More complex and risky is the use of scripting methods for adding interactivity to content and function presented through a Web browser—but this is the hottest growth area for scripting, often under the banner of AJAX (Asynchronous JavaScript and XML) but also in other forms. The eWEEK Excellence Awards entry and judging Web sites have long used scripting for such tasks.

The problem is that unlike relatively stable platforms such as Windows, Unix and Mac OS, "every new version of Internet Explorer presents new challenges and limitations; every new version of Mozilla and Firefox has changes," said Alexei White, product manager at eBusiness Applications Ltd., based in Vancouver, British Columbia. "With scripting, you can do simple things very easily; to do more complicated things takes more time to understand the browser internals more fully."

Even so, there are compelling reasons for enterprises to consider a script-enhanced, browser-based application model as the path of least resistance for a new project's design.

The sluggish performance of older Web applications, with their constant page updates, is dramatically improved in AJAX applications. Anyone who doubts this, the Labs would suggest, can simply compare an AJAX-based interactive site such as Google Maps against mapping sites such as MapQuest that use older page-refresh models.

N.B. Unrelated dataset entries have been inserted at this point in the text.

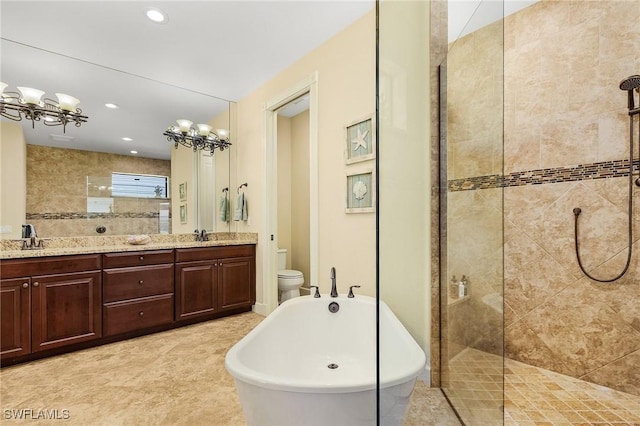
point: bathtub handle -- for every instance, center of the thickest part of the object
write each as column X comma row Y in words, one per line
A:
column 317, row 294
column 351, row 290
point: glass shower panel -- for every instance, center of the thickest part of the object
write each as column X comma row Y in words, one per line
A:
column 472, row 243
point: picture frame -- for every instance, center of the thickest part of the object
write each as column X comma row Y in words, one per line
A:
column 183, row 213
column 360, row 140
column 182, row 190
column 360, row 192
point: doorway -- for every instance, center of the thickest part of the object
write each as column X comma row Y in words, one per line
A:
column 306, row 87
column 293, row 185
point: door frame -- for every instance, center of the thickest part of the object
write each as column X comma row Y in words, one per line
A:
column 270, row 254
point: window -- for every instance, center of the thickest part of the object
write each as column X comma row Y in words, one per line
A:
column 140, row 186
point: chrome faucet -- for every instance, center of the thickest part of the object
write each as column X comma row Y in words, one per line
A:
column 334, row 291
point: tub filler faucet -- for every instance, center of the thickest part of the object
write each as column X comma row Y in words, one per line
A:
column 334, row 290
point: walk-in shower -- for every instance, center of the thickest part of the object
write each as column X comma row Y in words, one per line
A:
column 630, row 85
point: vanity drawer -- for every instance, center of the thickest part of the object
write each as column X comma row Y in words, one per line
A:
column 120, row 317
column 131, row 283
column 138, row 258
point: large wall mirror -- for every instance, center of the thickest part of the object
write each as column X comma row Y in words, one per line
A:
column 71, row 173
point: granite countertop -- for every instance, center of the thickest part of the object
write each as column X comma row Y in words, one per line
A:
column 11, row 249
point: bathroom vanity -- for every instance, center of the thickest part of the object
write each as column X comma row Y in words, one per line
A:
column 53, row 304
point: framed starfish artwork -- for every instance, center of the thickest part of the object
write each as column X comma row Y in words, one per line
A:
column 360, row 140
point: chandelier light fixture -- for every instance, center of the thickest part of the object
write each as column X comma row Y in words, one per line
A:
column 200, row 137
column 29, row 105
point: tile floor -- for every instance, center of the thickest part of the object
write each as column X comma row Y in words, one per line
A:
column 532, row 396
column 178, row 378
column 171, row 378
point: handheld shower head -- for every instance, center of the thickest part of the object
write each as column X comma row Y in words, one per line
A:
column 629, row 84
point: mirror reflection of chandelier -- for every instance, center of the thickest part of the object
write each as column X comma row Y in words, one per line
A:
column 200, row 137
column 29, row 105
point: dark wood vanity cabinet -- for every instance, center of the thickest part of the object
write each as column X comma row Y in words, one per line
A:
column 137, row 290
column 49, row 303
column 54, row 302
column 15, row 317
column 214, row 279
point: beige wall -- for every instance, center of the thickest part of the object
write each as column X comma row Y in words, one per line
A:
column 346, row 91
column 13, row 171
column 404, row 138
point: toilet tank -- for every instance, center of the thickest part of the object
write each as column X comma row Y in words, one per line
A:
column 282, row 259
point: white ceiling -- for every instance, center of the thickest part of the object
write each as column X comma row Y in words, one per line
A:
column 208, row 52
column 207, row 49
column 467, row 16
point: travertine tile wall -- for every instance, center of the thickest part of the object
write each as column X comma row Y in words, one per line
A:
column 563, row 108
column 563, row 62
column 474, row 218
column 57, row 192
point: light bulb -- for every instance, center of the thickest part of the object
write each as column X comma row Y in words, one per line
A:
column 67, row 102
column 222, row 133
column 30, row 95
column 185, row 125
column 204, row 129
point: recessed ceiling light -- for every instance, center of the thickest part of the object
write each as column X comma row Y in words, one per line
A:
column 156, row 15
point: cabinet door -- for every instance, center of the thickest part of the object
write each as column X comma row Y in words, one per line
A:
column 195, row 289
column 15, row 317
column 236, row 283
column 66, row 309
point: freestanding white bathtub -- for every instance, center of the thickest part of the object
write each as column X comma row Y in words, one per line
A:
column 304, row 365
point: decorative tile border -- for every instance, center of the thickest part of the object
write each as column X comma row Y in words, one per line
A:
column 85, row 215
column 602, row 170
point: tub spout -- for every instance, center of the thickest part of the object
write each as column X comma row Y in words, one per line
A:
column 334, row 290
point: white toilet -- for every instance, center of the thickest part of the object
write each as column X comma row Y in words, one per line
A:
column 289, row 281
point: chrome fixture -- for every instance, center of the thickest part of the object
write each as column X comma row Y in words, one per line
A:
column 200, row 137
column 350, row 295
column 317, row 293
column 29, row 105
column 30, row 240
column 334, row 290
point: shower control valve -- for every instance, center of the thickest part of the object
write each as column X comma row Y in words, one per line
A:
column 351, row 290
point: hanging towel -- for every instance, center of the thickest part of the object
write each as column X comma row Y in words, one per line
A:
column 224, row 208
column 241, row 211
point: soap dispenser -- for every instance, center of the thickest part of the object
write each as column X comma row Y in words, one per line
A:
column 463, row 287
column 453, row 288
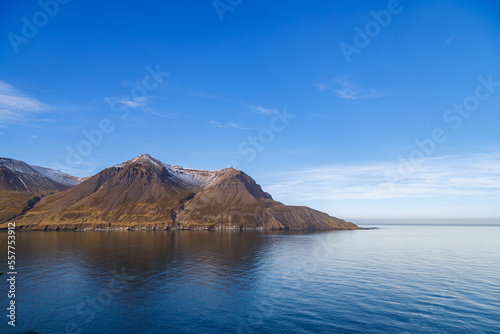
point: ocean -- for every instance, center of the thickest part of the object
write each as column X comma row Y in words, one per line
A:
column 395, row 279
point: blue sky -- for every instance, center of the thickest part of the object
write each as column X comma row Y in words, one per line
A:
column 272, row 88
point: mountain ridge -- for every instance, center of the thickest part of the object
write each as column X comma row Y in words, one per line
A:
column 145, row 193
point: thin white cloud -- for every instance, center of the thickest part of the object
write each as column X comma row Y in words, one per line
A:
column 263, row 110
column 447, row 176
column 344, row 89
column 16, row 106
column 226, row 125
column 450, row 38
column 138, row 102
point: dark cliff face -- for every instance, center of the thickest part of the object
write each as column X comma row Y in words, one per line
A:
column 145, row 193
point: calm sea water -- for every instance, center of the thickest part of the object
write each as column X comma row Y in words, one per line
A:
column 397, row 279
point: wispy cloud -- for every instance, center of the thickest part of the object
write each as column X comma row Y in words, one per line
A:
column 263, row 110
column 136, row 103
column 344, row 89
column 226, row 125
column 470, row 176
column 17, row 106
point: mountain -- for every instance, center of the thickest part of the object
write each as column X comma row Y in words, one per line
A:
column 23, row 185
column 17, row 175
column 145, row 193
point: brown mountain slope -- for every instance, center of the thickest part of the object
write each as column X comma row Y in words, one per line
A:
column 146, row 193
column 23, row 185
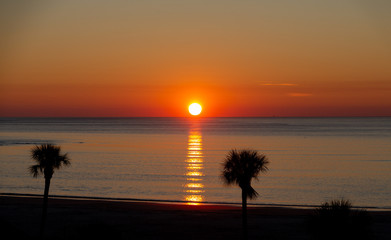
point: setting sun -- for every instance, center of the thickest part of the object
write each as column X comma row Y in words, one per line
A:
column 195, row 109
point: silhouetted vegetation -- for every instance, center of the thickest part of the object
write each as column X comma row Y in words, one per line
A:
column 337, row 220
column 48, row 158
column 239, row 168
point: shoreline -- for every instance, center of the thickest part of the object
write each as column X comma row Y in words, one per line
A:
column 116, row 219
column 162, row 201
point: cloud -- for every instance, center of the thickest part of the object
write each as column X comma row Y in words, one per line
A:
column 300, row 94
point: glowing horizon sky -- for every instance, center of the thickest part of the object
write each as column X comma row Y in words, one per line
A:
column 236, row 58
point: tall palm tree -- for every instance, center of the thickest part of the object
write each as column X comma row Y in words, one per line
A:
column 239, row 168
column 48, row 158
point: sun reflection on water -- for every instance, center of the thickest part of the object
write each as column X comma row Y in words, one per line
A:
column 194, row 188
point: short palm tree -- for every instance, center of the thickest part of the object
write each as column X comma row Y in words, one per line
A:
column 48, row 158
column 239, row 168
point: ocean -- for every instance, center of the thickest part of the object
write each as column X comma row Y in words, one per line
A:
column 312, row 160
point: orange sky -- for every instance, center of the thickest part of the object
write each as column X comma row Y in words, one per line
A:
column 153, row 58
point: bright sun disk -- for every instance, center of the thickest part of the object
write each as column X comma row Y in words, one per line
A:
column 195, row 109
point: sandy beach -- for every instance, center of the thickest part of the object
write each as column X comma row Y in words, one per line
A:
column 104, row 219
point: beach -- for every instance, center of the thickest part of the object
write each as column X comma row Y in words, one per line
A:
column 109, row 219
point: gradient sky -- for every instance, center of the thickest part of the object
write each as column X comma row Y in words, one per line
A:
column 236, row 58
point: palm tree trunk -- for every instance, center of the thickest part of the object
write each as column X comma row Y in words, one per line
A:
column 45, row 205
column 244, row 214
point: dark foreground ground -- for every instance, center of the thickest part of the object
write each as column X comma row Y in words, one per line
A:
column 101, row 219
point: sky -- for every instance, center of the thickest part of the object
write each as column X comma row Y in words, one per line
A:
column 153, row 58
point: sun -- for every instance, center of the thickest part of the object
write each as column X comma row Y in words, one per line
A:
column 195, row 109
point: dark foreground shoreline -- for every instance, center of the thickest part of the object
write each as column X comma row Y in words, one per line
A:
column 111, row 219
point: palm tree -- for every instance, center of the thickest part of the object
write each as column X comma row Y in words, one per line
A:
column 47, row 157
column 239, row 168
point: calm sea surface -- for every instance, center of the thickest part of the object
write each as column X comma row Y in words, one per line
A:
column 311, row 159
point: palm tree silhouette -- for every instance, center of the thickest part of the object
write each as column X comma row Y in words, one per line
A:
column 48, row 157
column 239, row 168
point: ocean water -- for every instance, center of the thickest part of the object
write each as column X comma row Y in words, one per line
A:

Performance gains are not merely an end-user amenity. "AJAX is all about cost containment," White said. "Licensing is cheaper, deployment is cheaper, and, fundamentally, AJAX-based solutions work faster. You put a user on a task, and an AJAX-enabled scripted solution can save half of a user's time, in terms of page reloads and such. That adds up to a lot of cost savings."

Developers used to find that writing a Microsoft Corp. Visual Basic application, which can reach the 90 percent of the user base that runs Windows, made more sense than doubling development effort to produce applications for multiple platforms but only broadening one's user base by a few percentage points.

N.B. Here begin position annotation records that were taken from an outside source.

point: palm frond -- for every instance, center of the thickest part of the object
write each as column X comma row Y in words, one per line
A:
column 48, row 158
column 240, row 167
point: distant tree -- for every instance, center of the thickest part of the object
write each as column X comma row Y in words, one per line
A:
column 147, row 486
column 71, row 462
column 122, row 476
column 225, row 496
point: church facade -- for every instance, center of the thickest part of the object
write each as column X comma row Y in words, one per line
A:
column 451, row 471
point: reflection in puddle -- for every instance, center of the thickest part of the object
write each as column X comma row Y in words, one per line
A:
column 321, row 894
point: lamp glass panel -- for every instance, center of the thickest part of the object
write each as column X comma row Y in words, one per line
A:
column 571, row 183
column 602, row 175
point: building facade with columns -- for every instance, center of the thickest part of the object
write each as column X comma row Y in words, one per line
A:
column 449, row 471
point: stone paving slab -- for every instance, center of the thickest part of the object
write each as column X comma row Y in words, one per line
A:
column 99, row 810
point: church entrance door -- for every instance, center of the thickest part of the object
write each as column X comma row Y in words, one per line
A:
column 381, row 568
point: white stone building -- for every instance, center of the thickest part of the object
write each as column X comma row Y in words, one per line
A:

Today, the Labs finds that the incentives have tipped in the other direction: An AJAX application is accessible to essentially 100 percent of users with essentially zero cost of deployment or update distribution, and it offers a richness of user experience comparable to what most users expect from a traditional thick client.

Scripting as an application model brings along crucial caveats. Scripting languages are almost defined by their ease of using global variables and other progenitors of unmaintainable code.

"It's harder to build modular solutions" with scripting tools, warned eBusiness Applications' White, whose company's packaged components are aimed at improving that situation.

Development managers should therefore apply the power and flexibility of scripting where it has the greatest leverage—where it can provide an effective bridge between task domain knowledge and platform facilities, and where it can add interactivity to Web applications with minimum client-side footprint and bandwidth use.

The power of scripting can lead to its being used to do more things than it should. Yes, scripting is easy to learn—but when a script grows without a high-level plan into a massive and unmaintainable monster, its developers may relearn painful fundamentals of software engineering. Developers must draw the right line between what they'll do with scripts and what they'll do with less convenient but more structured tools.